I was unconsciously sabotaging myself, the intense frustration, fears of rejection, anger and guilt I felt, had prevented me from opening up to men again. I did not know how to deal with an intense break up with an ex, and I used it to protect myself from feeling pain again, and that blocked me from dating for so many years. I’m 32 years old and I started dating again after reading this book. Now everybody tells me how I have changed, I am more radiant, full of joy and beauty.
For me, it was an inner mental shift that happened while I was reading Believe in Love. For the first time I recognized that I have all the power and control within me, I can only control what I think, feel and do, and I am the CEO of my life. I take responsibility of my life, and dating men is something that is in my power and control. I was attracted to men who were not emotionally available, who were not ready to commit because I didn’t know any better.

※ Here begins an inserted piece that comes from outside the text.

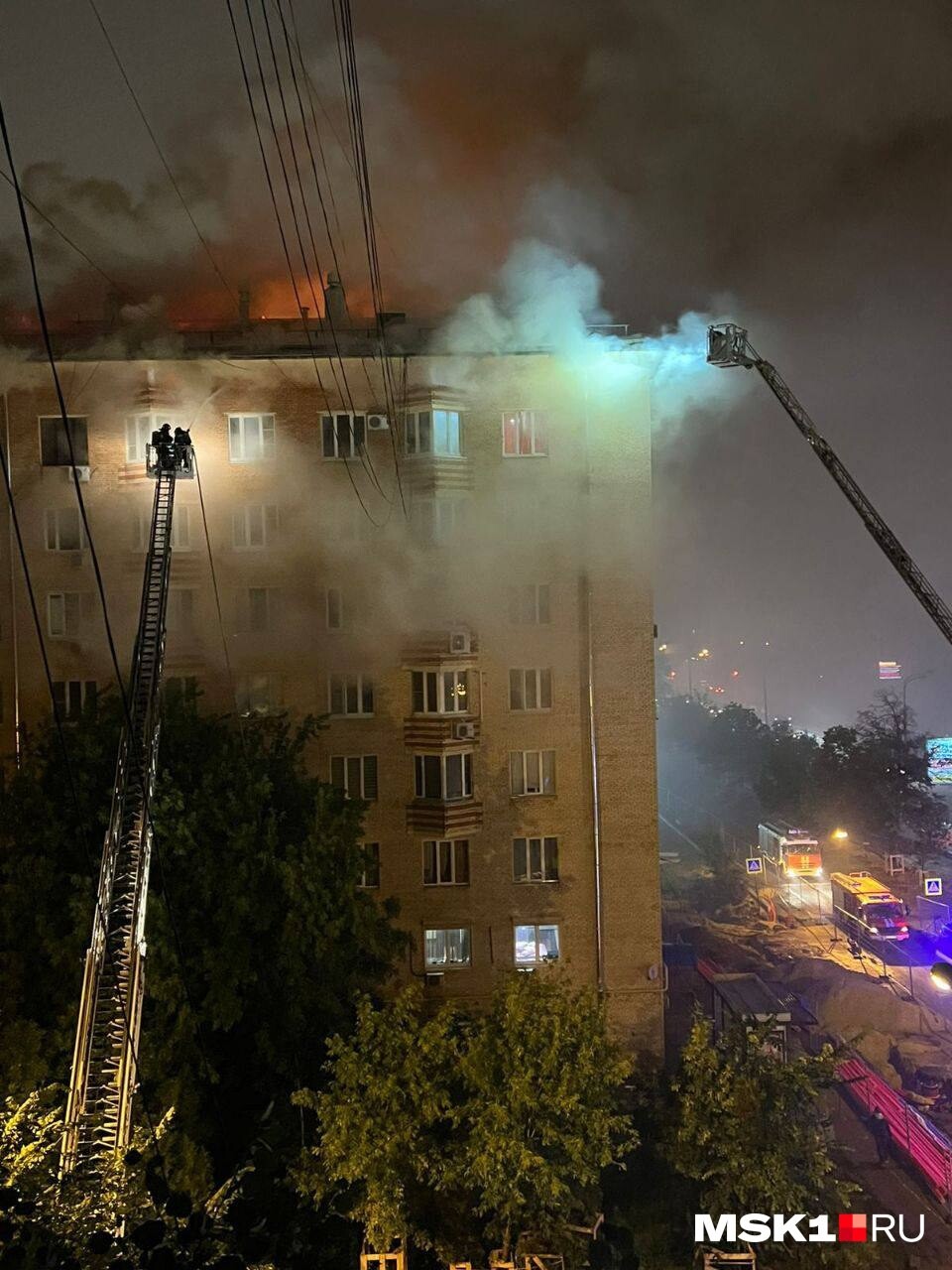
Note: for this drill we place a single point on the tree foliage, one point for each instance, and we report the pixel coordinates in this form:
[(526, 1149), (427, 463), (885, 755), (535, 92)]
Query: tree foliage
[(748, 1129), (259, 937), (463, 1132)]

I thought passion and chemistry were the automatic doorway to love, now I realize from my past personal experiences and from the book. Believe in Love, that it is not true.
Yes, sometimes I feel frustrated, I feel sadness when a date doesn’t turn out like I wish, however while I allow myself to feel these emotions, I immediately shake myself up and prepare myself for what is coming next. I know every dating experience is for my highest and best good, if I keep on dating constantly with fun, enjoy being with men and be kind and open to them as I am right now – love will definitely come my way. Like Evan says, love is inevitable.
I go on dates every week with amazing generous men who treat me kindly. I feel amazing and each date I go on gets better and better. I ‘m more confident, I’m more relaxed, I enjoy the present moment and feel empowered and safe.
Thank you so much for your work, Evan, I appreciate you with all my heart.